Installation Process
SSH to your cluster as student
ssh student@hpcc-cluster-[]
Download the max historical data csv files for AGG and SPY, along with the 60/40 python file from the me344 cluster. Here is the command to obtain them:
scp -r [sunetid]@me344.stanford.edu:/opt/ohpc/pub/me344/project-3 .
Data Collection and Preparation: Download daily data for the S&P 500 companies from Yahoo Finance, specifically focusing on “High,” “Low,” and “Close” prices for the period spanning from 2013-01-01 to 2023-01-01. Perform data cleaning, excluding stocks listed after the start date to match our training period. Save the refined dataset as a CSV file.
Data Transfer to HPC Cluster: Copy the directory named “data” containing various files of historical equity data (obtained from the previous step) from your local computer to the HPC cluster. The destination path on the cluster should be “/home/student/data”. Alternatively, you may simply upload the files by browsing within Jupyter and slecting the “Upload” option.
scp -r data student@hpcc-cluster-1:
Change to the project-3 directory
cd project-3
The procedures are the same as the beginning of Project 3, except for “Install QSTrader and Jupyter as the student user” and there is no need to download the 60/40 python file.
Install QSTrader, YFinance and Jupyter as the student user
python3 -m venv backtest
source backtest/bin/activate
pip install --upgrade pip
pip install qstrader
pip install notebook==6.1.5
pip install jupyter_contrib_nbextensions
jupyter contrib nbextension install --user
pip install nglview
jupyter nbextension enable --py widgetsnbextension --user
jupyter nbextension enable nglview --py –user
pip install yfinance
pip install concurrent
pip install multiprocessing
pip install statistics
pip install pandas
pip install matplotlib
Create a Slurm script to launch Jupyter Notebook on compute-1-1. Make you are in the $HOME/project-3 directory (command to execute is pwd). Name the script jupyter_submit.slurm:
#!/bin/bash
#SBATCH --job-name="Jupyter" # Job name
#SBATCH --mail-user=[sunetid]@stanford.edu # Email address
#SBATCH --mail-type=NONE # Mail notification type (NONE, BEGIN, END, FAIL, ALL)
#SBATCH --partition=normal # Node partition
#SBATCH --nodes=1 # Number of nodes requested
#SBATCH --ntasks=1 # Number of processes
#SBATCH --time=01:00:00 # Time limit request
source ~/project-3/backtest/bin/activate
EXEC_DIR=$HOME/project-3
hostname && jupyter-notebook --no-browser --notebook-dir=$EXEC_DIR
Use the sbatch command to submit the jupyter script to Slurm (you used it in previous labs).

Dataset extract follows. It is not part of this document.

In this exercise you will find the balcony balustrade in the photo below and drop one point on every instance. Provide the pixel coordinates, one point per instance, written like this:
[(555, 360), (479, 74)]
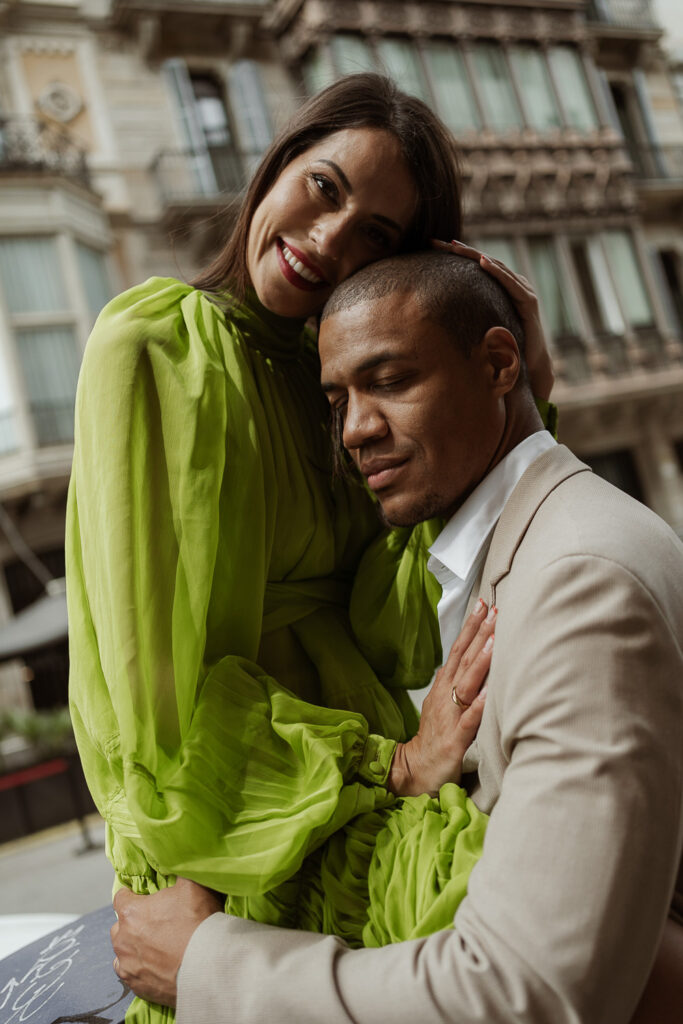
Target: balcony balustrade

Because you are running a Jupyter notebook, you need to collect the URL in order to connect via a web browser. Using the following command, you can obtain the URL from the Slurm job output file:
egrep -w 'compute|localhost' slurm-*.out
The output will look something like this:
...
slurm-103.out:compute-1-1
slurm-103.out:[I 18:40:29.846 NotebookApp] http://localhost:8888/?token=c11be5afa5cddd73548d8ff73786291202a37868d5c18451
slurm-103.out: http://localhost:8888/?token=c11be5afa5cddd73548d8ff73786291202a37868d5c18451
In the example the URL to copy is http://localhost:8888/?token=c11be5afa5cddd73548d8ff73786291202a37868d5c18451.
You can’t directly access the URL being hosted on your cluster, so you need to use SSH local port forwarding:
The following is an example of local port forwarding to interact with the Jupyter notebook hosted on compute-1-1 on your cluster (you are going to need to open a new terminal window to run this):
ssh -L 8888:localhost:8888 student@hpcc-cluster-[C] -t ssh -L 8888:localhost:8888 compute-1-1
Upon successful completion of the preceding command your prompt will show that you’re on compute-1-1 as the student user. You can now enter the URL we noted earlier into your computer’s web browser, launching a Juypter Notebook.
Note that due to the inability to establish an external network connection from the Stanford-HPCC computing node, the data source needs to be downloaded as a CSV format from localhost and then uploaded. In the submitted code report, instructions on how to download data using the yfinance API are provided.
Additionally, write a program to perform Monte Carlo backtesting and name it MCtask.py.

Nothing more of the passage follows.